Most RAG demos stop at vector database plus LLM API. A real enterprise knowledge-base system lives or dies on the retrieval pipeline: document parsing, chunking strategy, hybrid search, rerank fallback, and context assembly. This architecture walks through eight backend modules and seven frontend views that turn those hidden engineering problems into observable, tunable components.
The retrieval layer combines dense vector recall with Chinese-aware keyword extraction and n-gram tokenization, then fuses scores before an optional Cross-Encoder rerank step. If the reranker goes down, the system degrades to fusion sorting without breaking the Q&A flow. Every chunk hit also pulls in neighboring chunks so cross-boundary knowledge isn't lost before context truncation.
A parameter priority system (request > knowledge base > global defaults) plus a built-in evaluation framework means tuning is done with sliders and scored against a test suite, not by gut feeling. The whole stack ships as one Spring Boot JAR with six Dockerized infrastructure services, all configured through a single compose file with non-standard ports and Nginx-auth-wrapped model containers.
Enterprise RAG complexity concentrates in retrieval, not generation. The LLM API is the last mile; the first ninety-nine miles are document parsing, chunking, hybrid search, rerank, and context assembly.
Paragraph-first chunking preserves semantic boundaries that fixed-length splitting destroys. A chunk that mixes the tail of one paragraph with the head of another pleases neither during vector search.
Chinese text breaks naive keyword extraction. Without n-gram tokenization, full-text indexes miss internal document codes and compound phrases entirely, making hybrid search mandatory rather than optional.
Treating rerank as an enhancement path rather than a required step is a production-hardening move that most demos skip.
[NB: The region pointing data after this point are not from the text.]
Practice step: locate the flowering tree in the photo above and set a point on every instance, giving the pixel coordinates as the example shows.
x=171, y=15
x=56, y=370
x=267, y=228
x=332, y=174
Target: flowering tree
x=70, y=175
A crashed reranker shouldn't take down Q&A.
Neighbor chunk completion is a cheap fix for the boundary problem that doesn't require smarter chunking. Pulling ±1 chunks around each hit recovers cross-boundary knowledge without complex overlap strategies.
Real-time state writes during async indexing cost one extra UPDATE per transition but eliminate the support burden of 'is my document done yet?' questions.
Parameter priority chains turn tuning from a redeploy cycle into a slider-and-save workflow, which makes A/B testing retrieval configs against an evaluation set practical for a small team.
Shipping the frontend inside the JAR and wrapping model containers behind Nginx auth are productization details that cost little upfront but remove entire classes of deployment and security headaches.